Self-similarity and stable clustering in a family of scale-free cosmologies

We study non-linear gravitational clustering from cold gaussian power-law initial conditions in a family of scale-free EdS models, characterized by a free parameter $\kappa$ fixing the ratio between the mass driving the expansion and the mass which clusters. As in the "usual" EdS model, corresponding to $\kappa=1$, self-similarity provides a powerful instrument to delimit the physically relevant clustering resolved by a simulation. Likewise, if stable clustering applies, it implies scale-free non-linear clustering. We derive the corresponding exponent $\gamma_{sc} (n, \kappa)$ of the two point correlation function. We then report the results of extensive N-body simulations, of comparable size to those previously reported in the literature for the case $\kappa=1$, and performed with an appropriate modification of the GADGET2 code. We observe in all cases self-similarity in the two point correlations, down to a lower cut-off which decreases monotonically in time in comoving coordinates.

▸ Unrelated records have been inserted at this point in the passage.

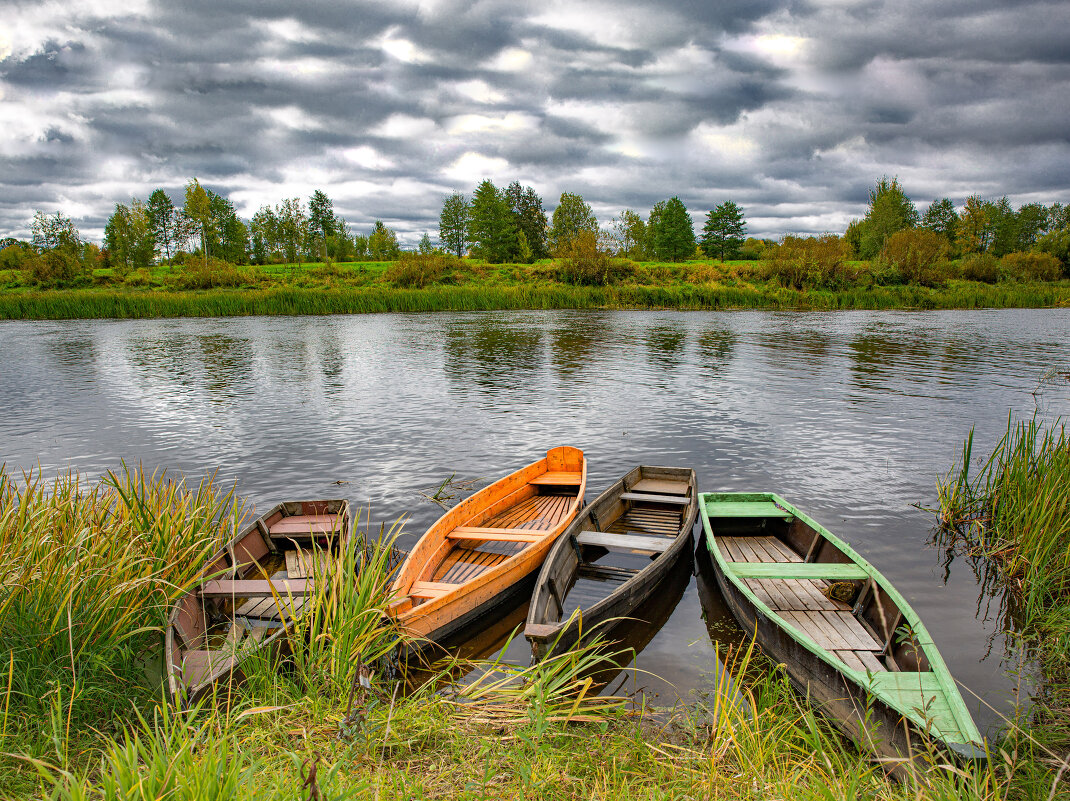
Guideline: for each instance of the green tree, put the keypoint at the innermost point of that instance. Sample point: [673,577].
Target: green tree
[198,211]
[889,211]
[321,221]
[492,228]
[383,243]
[671,230]
[531,220]
[942,218]
[571,216]
[629,232]
[166,222]
[975,226]
[724,231]
[130,237]
[454,224]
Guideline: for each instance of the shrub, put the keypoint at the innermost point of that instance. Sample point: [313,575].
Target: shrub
[586,260]
[916,255]
[1030,266]
[982,267]
[415,271]
[809,262]
[197,274]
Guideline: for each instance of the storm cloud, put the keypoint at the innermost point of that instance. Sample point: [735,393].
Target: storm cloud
[791,109]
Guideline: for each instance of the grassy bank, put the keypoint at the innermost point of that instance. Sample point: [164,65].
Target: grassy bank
[89,570]
[1013,510]
[105,303]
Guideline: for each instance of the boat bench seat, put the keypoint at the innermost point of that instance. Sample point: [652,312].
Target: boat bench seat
[429,589]
[624,541]
[555,478]
[811,570]
[306,524]
[256,588]
[651,498]
[497,535]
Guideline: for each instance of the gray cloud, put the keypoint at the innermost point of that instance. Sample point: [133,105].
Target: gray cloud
[792,109]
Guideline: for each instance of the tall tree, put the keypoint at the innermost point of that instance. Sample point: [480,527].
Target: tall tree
[671,230]
[531,219]
[165,221]
[130,239]
[975,226]
[942,218]
[889,211]
[383,243]
[454,224]
[571,216]
[492,227]
[321,220]
[198,210]
[724,231]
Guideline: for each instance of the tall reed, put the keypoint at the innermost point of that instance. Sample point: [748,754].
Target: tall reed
[87,569]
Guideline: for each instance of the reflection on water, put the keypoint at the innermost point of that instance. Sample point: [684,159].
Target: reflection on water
[849,415]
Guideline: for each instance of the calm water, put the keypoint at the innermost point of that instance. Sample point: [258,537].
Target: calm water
[849,415]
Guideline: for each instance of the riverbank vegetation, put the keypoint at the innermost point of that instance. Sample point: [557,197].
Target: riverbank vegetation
[1012,509]
[90,569]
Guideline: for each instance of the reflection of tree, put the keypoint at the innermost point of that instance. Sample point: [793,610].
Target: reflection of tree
[665,344]
[491,356]
[227,363]
[716,348]
[574,343]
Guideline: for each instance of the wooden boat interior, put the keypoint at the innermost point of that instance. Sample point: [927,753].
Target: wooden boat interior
[618,537]
[815,587]
[492,535]
[260,580]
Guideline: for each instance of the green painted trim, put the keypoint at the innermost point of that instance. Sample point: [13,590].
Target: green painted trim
[957,707]
[796,570]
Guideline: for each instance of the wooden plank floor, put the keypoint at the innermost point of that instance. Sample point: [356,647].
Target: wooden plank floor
[800,603]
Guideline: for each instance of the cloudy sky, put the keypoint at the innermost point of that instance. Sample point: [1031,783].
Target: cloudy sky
[791,109]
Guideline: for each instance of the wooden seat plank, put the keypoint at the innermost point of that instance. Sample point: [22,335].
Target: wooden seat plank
[626,542]
[556,478]
[497,535]
[648,498]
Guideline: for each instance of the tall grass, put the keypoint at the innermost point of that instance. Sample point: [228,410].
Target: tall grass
[87,569]
[133,304]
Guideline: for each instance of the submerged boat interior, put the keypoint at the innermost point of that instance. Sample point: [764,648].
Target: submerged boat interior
[492,536]
[616,540]
[814,587]
[260,580]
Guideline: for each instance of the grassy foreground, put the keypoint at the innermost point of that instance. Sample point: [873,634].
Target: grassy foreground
[89,569]
[460,286]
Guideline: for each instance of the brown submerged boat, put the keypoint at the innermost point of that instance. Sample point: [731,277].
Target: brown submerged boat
[477,555]
[612,557]
[256,582]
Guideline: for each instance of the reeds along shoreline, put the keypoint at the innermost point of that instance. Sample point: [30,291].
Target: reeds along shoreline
[91,567]
[70,304]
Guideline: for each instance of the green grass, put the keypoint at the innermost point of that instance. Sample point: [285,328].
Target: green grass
[91,567]
[1013,510]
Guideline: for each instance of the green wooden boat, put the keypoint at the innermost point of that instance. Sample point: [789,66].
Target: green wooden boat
[845,636]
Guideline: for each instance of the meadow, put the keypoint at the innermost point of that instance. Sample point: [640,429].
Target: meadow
[91,566]
[445,283]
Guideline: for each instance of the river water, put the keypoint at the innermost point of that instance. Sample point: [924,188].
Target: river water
[849,415]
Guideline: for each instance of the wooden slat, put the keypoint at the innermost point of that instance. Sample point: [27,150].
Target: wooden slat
[662,486]
[647,498]
[495,535]
[556,479]
[627,542]
[258,588]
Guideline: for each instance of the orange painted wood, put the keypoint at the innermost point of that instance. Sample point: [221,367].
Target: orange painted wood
[493,502]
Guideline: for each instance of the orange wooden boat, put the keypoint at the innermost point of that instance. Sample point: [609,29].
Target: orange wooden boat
[477,552]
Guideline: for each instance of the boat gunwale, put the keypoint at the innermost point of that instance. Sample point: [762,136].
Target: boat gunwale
[962,718]
[617,488]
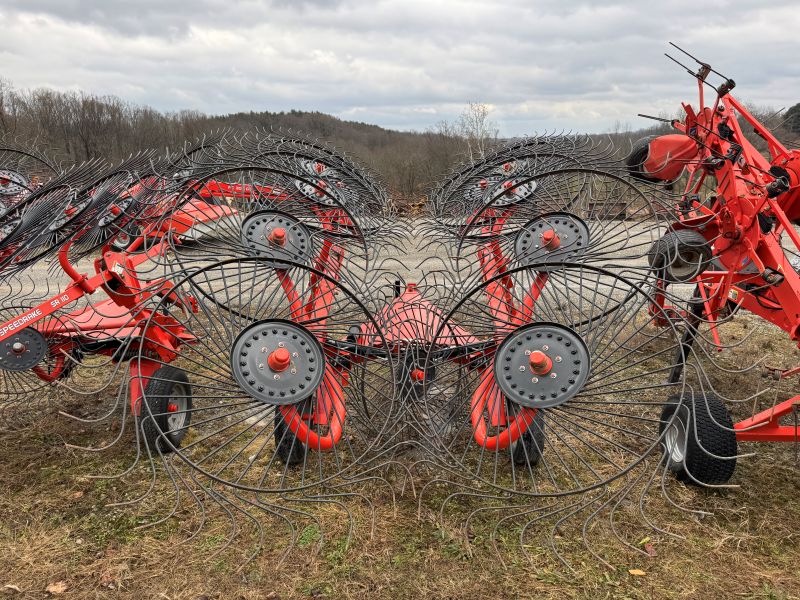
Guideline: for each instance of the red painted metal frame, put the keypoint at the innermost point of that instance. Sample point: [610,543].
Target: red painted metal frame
[756,274]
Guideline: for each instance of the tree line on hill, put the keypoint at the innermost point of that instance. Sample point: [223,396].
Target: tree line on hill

The self-similar part of the non-linear correlation function is fitted well in all cases by a single power-law with an exponent in good agreement with $\gamma_{sc} (n, \kappa)$. Our results thus indicate that stable clustering provides an excellent approximation to the non-linear correlation function over the resolved self-similar scales, at least down to $\gamma_{sc} (n, \kappa) \approx 1$, corresponding to the case $n=-2$ for $\kappa=1$. We conclude, in contrast notably with the results of Smith et al. (2003), that a clear identification of the breakdown of stable clustering in self-similar models - and the possible existence of a "universal" region in which non-linear clustering becomes independent of initial conditions - remains an important open problem, which should be addressed further in significantly larger simulations.